Say for example I have a blogging application that stores blog posts and comments in a JSON document plus some other "typical" application functionality, I can't see how Riak can do that? It seems to be missing basic functionality to query within those JSON documents, to do ordinary selection of data.
Am I missing something? How do people use Riak if it's not really possible to do field level search and selection and ranges queries and page through results?
Riak's basic advantage is the way it handles scaling. Unlike monolithic databases that scale horizontally using master/slave architectures, Riak is distributed on day-1; your starting configuration would be multiple servers. Riak has no master servers. As and when needed, you add new nodes to Riak clusters with a single command.
What this offers developers is essentially a locally-hosted version of S3 with performance and cost characteristics that admit to creating lots of small objects.

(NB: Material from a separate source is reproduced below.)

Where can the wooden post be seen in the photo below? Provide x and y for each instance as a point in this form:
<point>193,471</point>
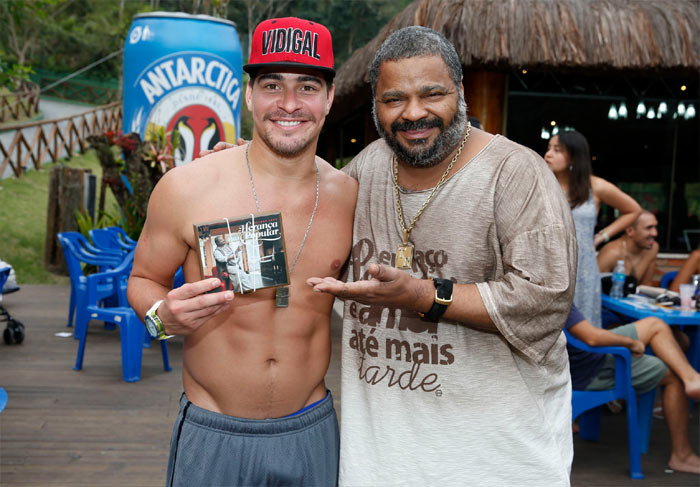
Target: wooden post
<point>65,196</point>
<point>485,95</point>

Riak has other features (mapreduce over collections of objects, indexing, full-text search), but fundamentally, you'd use Riak for the kind of application that could be reasonably built around S3-scale key-value.
In practice, I've found Postgres and Riak to be a pretty good 1-2 punch: metadata (anything I'd use to formulate queries) goes to Postgres, bulk data to Riak.
My application doesn't have a zillion users, nor does it store lots of "files"; what it does do is generate a lot of variable-sized historical data. Before Riak, I'd have to think hard about how I'd digest that data and what parts of the data I'd have to throw away. After Riak, I'm finding I can basically throw disk at the storage problem while continuing to get consistent performance characteristics.